JOHN: So it's interesting you ask that because that's very much the problem I'm dealing with because as good as our universities are, the best place to learn operations in manufacturing is on the factory floor. So how do you simulate that approach? I teach lean operations at MIT Sloan. And what I do with my students is I ask them to pick a routine task, video two minutes of it, and reduce that by 30%. And I've done this two years in a row.
When you look at these projects, the quality of the value streams and the aha moments they had of time that they were losing is stunning. You know what the challenge is? They don't yet always appreciate how valuable that is. And what I want them to realize is if you're washing dishes or running a dishwasher, why is that any different from running a sterilization process for hospital equipment? Why is that any different from when you're actually doing setup so that maintenance can get their work done 30% faster?

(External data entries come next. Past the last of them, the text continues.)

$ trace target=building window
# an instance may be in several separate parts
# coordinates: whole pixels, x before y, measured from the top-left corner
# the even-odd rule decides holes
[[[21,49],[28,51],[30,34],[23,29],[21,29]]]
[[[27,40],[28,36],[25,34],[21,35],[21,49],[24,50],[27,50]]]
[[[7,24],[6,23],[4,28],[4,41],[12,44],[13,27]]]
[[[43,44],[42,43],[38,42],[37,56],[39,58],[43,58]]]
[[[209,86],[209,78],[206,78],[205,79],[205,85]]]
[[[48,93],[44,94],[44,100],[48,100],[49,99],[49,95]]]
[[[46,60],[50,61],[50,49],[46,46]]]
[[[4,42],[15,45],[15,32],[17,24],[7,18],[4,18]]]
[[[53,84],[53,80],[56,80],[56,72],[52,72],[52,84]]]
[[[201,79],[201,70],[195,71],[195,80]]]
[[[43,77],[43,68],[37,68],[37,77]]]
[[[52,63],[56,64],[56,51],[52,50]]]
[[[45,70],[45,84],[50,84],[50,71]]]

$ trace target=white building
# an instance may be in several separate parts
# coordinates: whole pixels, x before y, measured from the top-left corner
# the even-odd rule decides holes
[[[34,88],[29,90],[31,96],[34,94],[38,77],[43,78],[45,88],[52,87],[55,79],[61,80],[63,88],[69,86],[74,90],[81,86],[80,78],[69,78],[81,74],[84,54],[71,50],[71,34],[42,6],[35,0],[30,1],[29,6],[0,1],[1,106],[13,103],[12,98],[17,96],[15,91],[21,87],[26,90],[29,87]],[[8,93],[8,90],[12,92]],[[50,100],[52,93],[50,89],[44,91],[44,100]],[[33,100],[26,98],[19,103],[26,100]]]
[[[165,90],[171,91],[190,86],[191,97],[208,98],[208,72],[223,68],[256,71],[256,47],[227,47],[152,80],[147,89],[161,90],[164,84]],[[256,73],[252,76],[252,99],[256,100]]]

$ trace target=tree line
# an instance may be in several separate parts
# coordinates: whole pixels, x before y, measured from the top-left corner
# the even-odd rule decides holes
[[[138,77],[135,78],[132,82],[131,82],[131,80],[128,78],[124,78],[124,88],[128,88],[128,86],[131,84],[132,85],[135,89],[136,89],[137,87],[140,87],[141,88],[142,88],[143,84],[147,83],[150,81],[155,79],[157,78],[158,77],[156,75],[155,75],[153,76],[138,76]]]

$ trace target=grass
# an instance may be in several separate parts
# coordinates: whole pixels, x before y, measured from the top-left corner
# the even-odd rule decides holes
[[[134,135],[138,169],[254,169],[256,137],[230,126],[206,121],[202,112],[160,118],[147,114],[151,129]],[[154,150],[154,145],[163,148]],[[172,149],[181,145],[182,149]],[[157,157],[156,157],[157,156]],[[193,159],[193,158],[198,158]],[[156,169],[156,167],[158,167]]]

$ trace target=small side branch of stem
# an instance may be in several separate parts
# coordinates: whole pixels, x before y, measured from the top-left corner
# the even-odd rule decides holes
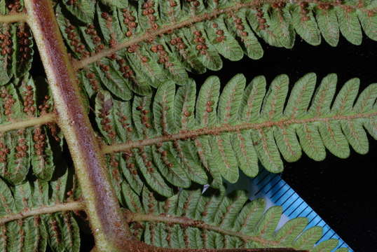
[[[0,23],[26,22],[27,19],[27,15],[26,13],[0,15]]]
[[[145,139],[124,144],[117,144],[102,147],[104,153],[112,153],[130,150],[134,148],[151,146],[169,141],[188,139],[203,135],[216,135],[222,132],[234,132],[247,130],[259,130],[273,126],[287,126],[292,124],[304,124],[315,122],[327,122],[341,120],[355,120],[357,118],[369,118],[377,116],[377,112],[355,114],[352,115],[334,115],[327,118],[312,118],[308,119],[285,119],[278,121],[268,121],[258,123],[240,123],[236,125],[220,125],[218,127],[205,127],[192,130],[181,130],[177,134],[167,134]]]
[[[0,225],[8,222],[22,219],[25,218],[46,214],[53,214],[60,211],[80,211],[83,210],[85,205],[81,201],[57,204],[53,206],[43,206],[35,209],[25,210],[20,213],[9,214],[0,218]]]
[[[220,227],[205,223],[203,221],[191,219],[187,217],[177,217],[170,215],[156,216],[153,214],[144,214],[139,213],[126,212],[127,219],[129,222],[159,222],[169,224],[179,224],[185,227],[198,227],[203,230],[212,230],[220,234],[237,237],[246,241],[256,241],[263,245],[278,246],[279,244],[276,241],[270,241],[260,237],[259,236],[246,235],[239,232],[228,230]]]
[[[37,118],[32,118],[22,120],[9,122],[8,123],[0,125],[0,133],[10,130],[25,129],[28,127],[42,125],[46,123],[54,122],[55,120],[53,113],[47,113]]]

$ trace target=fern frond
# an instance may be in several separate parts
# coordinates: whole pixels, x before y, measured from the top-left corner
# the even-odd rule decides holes
[[[153,190],[167,197],[172,191],[166,183],[188,188],[191,181],[212,181],[219,187],[220,174],[235,183],[238,168],[255,176],[258,160],[268,171],[281,172],[282,158],[296,161],[302,150],[316,161],[324,159],[326,148],[341,158],[350,155],[349,145],[366,153],[364,127],[376,135],[377,84],[366,88],[355,102],[359,80],[352,79],[333,103],[336,78],[335,74],[326,76],[315,92],[316,75],[306,74],[294,84],[286,106],[286,75],[276,77],[267,92],[264,77],[254,78],[245,88],[242,74],[234,76],[221,94],[219,78],[208,78],[196,98],[193,81],[177,94],[174,83],[167,81],[153,95],[135,96],[130,102],[102,92],[95,112],[97,126],[109,144],[103,151],[136,191],[140,191],[142,182],[135,178],[140,172]]]
[[[78,191],[71,185],[67,168],[50,182],[8,186],[0,180],[0,250],[45,251],[50,247],[54,252],[78,251],[79,230],[71,211],[82,210],[83,205],[72,201]]]
[[[243,191],[224,195],[184,189],[165,201],[158,201],[144,187],[142,195],[128,190],[125,197],[130,209],[128,222],[134,235],[158,247],[284,247],[331,251],[338,245],[336,239],[315,245],[322,237],[322,227],[308,228],[306,218],[292,219],[277,230],[282,208],[272,206],[266,210],[263,199],[249,202]]]
[[[22,13],[23,1],[10,6],[5,0],[0,1],[0,85],[28,74],[34,55],[32,33]]]
[[[32,166],[35,176],[50,180],[54,159],[62,151],[58,146],[62,143],[54,124],[51,99],[42,87],[36,88],[28,75],[2,85],[0,92],[1,177],[8,183],[20,184]]]
[[[359,45],[362,28],[377,40],[376,1],[122,1],[127,7],[118,1],[67,2],[57,4],[57,20],[90,97],[109,90],[130,100],[132,92],[150,94],[151,86],[167,78],[186,83],[186,71],[219,70],[220,55],[259,59],[257,36],[292,48],[296,34],[313,46],[323,36],[336,46],[341,33]]]

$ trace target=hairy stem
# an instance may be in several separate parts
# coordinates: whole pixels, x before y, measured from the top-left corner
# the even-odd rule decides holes
[[[97,252],[97,248],[94,247],[90,252]],[[308,251],[296,251],[294,248],[156,248],[156,252],[308,252]]]
[[[57,204],[53,206],[41,206],[35,209],[25,210],[20,213],[8,214],[3,216],[0,218],[0,225],[12,220],[22,219],[41,214],[53,214],[60,211],[83,210],[84,207],[85,205],[81,201]]]
[[[103,252],[121,251],[130,243],[130,229],[109,182],[52,4],[50,0],[25,0],[27,22],[51,88],[57,123],[72,157],[97,248]]]
[[[47,113],[37,118],[32,118],[19,121],[8,122],[0,125],[0,133],[13,130],[25,129],[28,127],[42,125],[49,122],[54,122],[55,115],[53,113]]]
[[[27,18],[26,13],[14,13],[8,15],[0,15],[0,22],[10,23],[15,22],[25,22]]]
[[[151,146],[159,143],[196,138],[202,135],[215,135],[222,132],[232,132],[246,130],[258,130],[273,126],[288,126],[292,124],[304,124],[315,122],[327,122],[331,120],[354,120],[357,118],[369,118],[377,116],[377,112],[360,113],[352,115],[334,115],[331,117],[317,117],[308,119],[286,119],[279,121],[268,121],[260,123],[242,123],[237,125],[221,125],[218,127],[205,127],[193,130],[181,130],[178,134],[167,134],[150,139],[145,139],[125,144],[117,144],[102,147],[104,153],[125,151],[134,148]]]
[[[222,234],[239,237],[245,241],[256,241],[259,244],[263,244],[264,246],[279,246],[278,241],[268,240],[256,235],[246,235],[240,232],[225,230],[216,225],[205,223],[204,221],[193,220],[187,217],[177,217],[170,215],[156,216],[153,214],[131,213],[130,211],[126,212],[126,216],[129,223],[149,221],[164,223],[167,224],[179,224],[184,227],[198,227],[203,230],[215,231]]]

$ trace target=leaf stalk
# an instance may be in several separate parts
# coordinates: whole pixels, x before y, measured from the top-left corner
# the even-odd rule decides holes
[[[14,130],[25,129],[29,127],[42,125],[47,123],[55,122],[55,115],[53,113],[44,114],[39,117],[31,118],[22,120],[8,122],[0,125],[0,133]]]
[[[107,172],[104,157],[83,106],[50,0],[25,0],[34,36],[78,178],[85,211],[99,251],[118,252],[132,237]]]

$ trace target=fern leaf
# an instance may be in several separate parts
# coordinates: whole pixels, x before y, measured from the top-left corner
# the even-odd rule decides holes
[[[198,1],[194,6],[146,1],[125,3],[127,8],[95,0],[64,3],[57,4],[56,13],[63,36],[78,60],[76,68],[83,69],[80,72],[95,69],[100,77],[97,88],[108,89],[125,101],[131,99],[130,90],[145,95],[151,86],[158,88],[166,78],[186,83],[187,71],[219,70],[220,55],[233,61],[244,53],[259,59],[263,52],[256,36],[287,48],[293,47],[296,33],[314,46],[320,43],[322,34],[336,46],[339,30],[355,45],[362,42],[362,29],[375,38],[374,2],[256,5],[232,0],[219,4]],[[90,15],[78,13],[85,3],[96,5],[95,13],[92,7],[87,10]],[[80,72],[79,76],[86,74]],[[93,90],[88,83],[95,79],[82,79],[90,96]]]
[[[339,41],[339,24],[334,8],[315,10],[315,18],[321,34],[331,46],[338,46]]]
[[[282,215],[281,207],[273,206],[265,211],[262,199],[248,202],[242,191],[224,195],[184,189],[165,201],[159,201],[146,189],[142,196],[137,198],[135,195],[130,209],[135,208],[132,206],[140,205],[142,202],[146,206],[145,214],[128,211],[129,221],[143,223],[142,241],[156,246],[284,246],[299,249],[303,247],[308,251],[330,251],[338,243],[337,240],[330,239],[315,246],[321,238],[322,228],[313,227],[303,231],[308,225],[306,218],[293,219],[276,230]]]
[[[294,85],[285,106],[289,80],[285,75],[275,78],[266,94],[263,77],[256,77],[245,88],[242,75],[233,77],[221,94],[219,78],[210,77],[196,102],[194,93],[188,94],[195,91],[192,81],[179,88],[177,94],[174,83],[168,81],[154,97],[116,101],[116,108],[111,106],[109,94],[107,104],[113,114],[120,113],[121,107],[134,108],[132,122],[129,121],[128,127],[135,127],[140,136],[123,136],[122,139],[118,135],[118,144],[105,147],[104,151],[144,153],[142,158],[137,154],[137,166],[141,166],[149,186],[158,190],[162,190],[164,179],[181,188],[188,187],[190,181],[200,184],[212,181],[220,188],[219,175],[234,183],[238,168],[249,176],[256,176],[258,160],[268,170],[280,172],[282,157],[296,161],[302,150],[317,161],[325,158],[326,148],[339,158],[347,158],[349,144],[365,153],[368,139],[363,127],[374,134],[376,85],[371,85],[355,102],[359,80],[350,80],[331,106],[336,79],[336,75],[329,75],[315,91],[315,74],[304,76]],[[114,124],[111,118],[107,125]],[[103,125],[99,122],[101,128]],[[140,153],[137,148],[143,150]],[[156,187],[156,181],[145,177],[150,176],[146,171],[157,172],[156,179],[158,178],[160,186]],[[165,190],[158,192],[168,195]]]
[[[343,36],[350,43],[360,45],[362,40],[362,27],[355,10],[348,5],[335,8]]]
[[[3,127],[13,122],[27,121],[51,111],[49,96],[41,97],[40,90],[28,76],[2,86],[0,92],[0,122]],[[59,138],[55,125],[15,129],[0,136],[2,177],[11,183],[20,184],[32,169],[32,164],[38,178],[50,180],[55,170],[53,148],[57,151],[55,156],[59,156],[59,148],[55,146],[61,141],[55,139]]]
[[[45,251],[48,244],[52,251],[79,251],[79,230],[72,214],[48,210],[57,209],[67,202],[71,179],[66,168],[64,174],[49,183],[36,181],[8,186],[0,180],[0,218],[17,216],[0,225],[1,251]]]

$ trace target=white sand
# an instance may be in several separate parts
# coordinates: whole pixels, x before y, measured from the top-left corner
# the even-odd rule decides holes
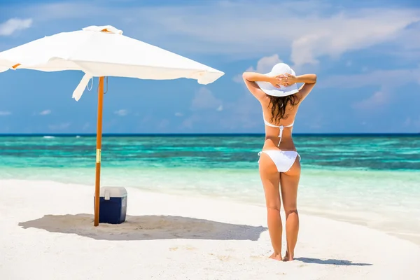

I've given them the tools, and hopefully, that will click when they get out into the workspace. But I do have one success point. I had the students...for some classes, they have to run computers and simulations during class. So that means everyone has to have the program set up. They have to have the documentation. So you can imagine 5 to 10 minutes a class, people getting everything working right.
One of my teams basically said we're going to read...it took about five minutes, and they said, we're going to do this in 30 seconds just by writing some automated scripts. They did that for our statistics class, and then they shared it with their other classmates, beautiful value stream, video-d the screens, did it in about four or five hours. The next class they took later I found out they did that for a class project, and they sold the rights to a startup. So first is getting them that example in their own space, and then two, helping them make analogies that improving things in your own house isn't all that much different than the systemic things in a factory.
TROND: Learning by analogy, I love it. I wanted to profit from your experience here on a broader question. It takes a little bit more into the futuristic perspective. But in our pre-conversation, you talked about your notion on industry 4.0, which, to me, it's a very sort of technology, deterministic, certainly tech-heavy perspective anyway.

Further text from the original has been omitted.